Art. 5º São considerados infratores da presente Lei, além da pessoa que se encarregar
de acender o pavio, estopim, cordão ou similar que culmine no estampido, aquele que
colabore direta ou indiretamente para que o barulho seja produzido.
Parágrafo único. A participação de forma indireta se dá quando a pessoa contribui para
a soltura do artefato de fogo de artifício ou para a realização de espetáculo pirotécnico
vedado por esta Lei.
Art. 6º A fiscalização do disposto nesta Lei será de competência dos órgãos competentes
da Administração Pública Municipal, em conjunto com as forças policiais, podendo
qualquer cidadão denunciar as infrações aos órgãos responsáveis.

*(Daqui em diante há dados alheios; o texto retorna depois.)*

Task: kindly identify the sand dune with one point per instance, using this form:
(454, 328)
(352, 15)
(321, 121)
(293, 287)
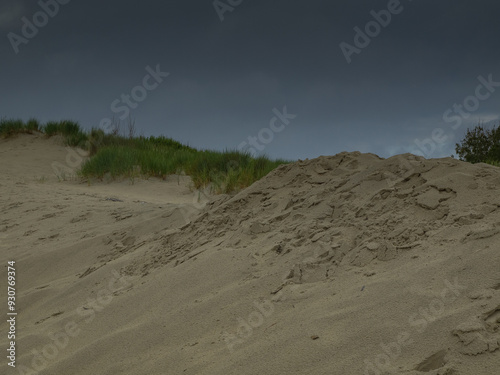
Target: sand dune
(345, 264)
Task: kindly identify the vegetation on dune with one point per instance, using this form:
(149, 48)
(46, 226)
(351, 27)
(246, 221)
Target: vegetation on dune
(119, 156)
(480, 145)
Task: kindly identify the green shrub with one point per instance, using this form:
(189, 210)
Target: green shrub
(479, 145)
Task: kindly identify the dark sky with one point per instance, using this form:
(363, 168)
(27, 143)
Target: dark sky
(228, 78)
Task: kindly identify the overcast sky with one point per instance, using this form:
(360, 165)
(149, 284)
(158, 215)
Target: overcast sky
(300, 78)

Art. 7º A aplicação das multas decorrentes da infração ficará a cargo dos órgãos
competentes da Administração Pública Municipal.
Art. 8º As despesas decorrentes da execução desta Lei correrão por conta das dotações
orçamentárias próprias, suplementadas, se necessário.
Art. 9º O Poder Executivo regulamentará a presente Lei, no que couber, no prazo de 90
(noventa) dias, contados da data de sua publicação.
Art. 10 Esta Lei entra em vigor na data de sua publicação.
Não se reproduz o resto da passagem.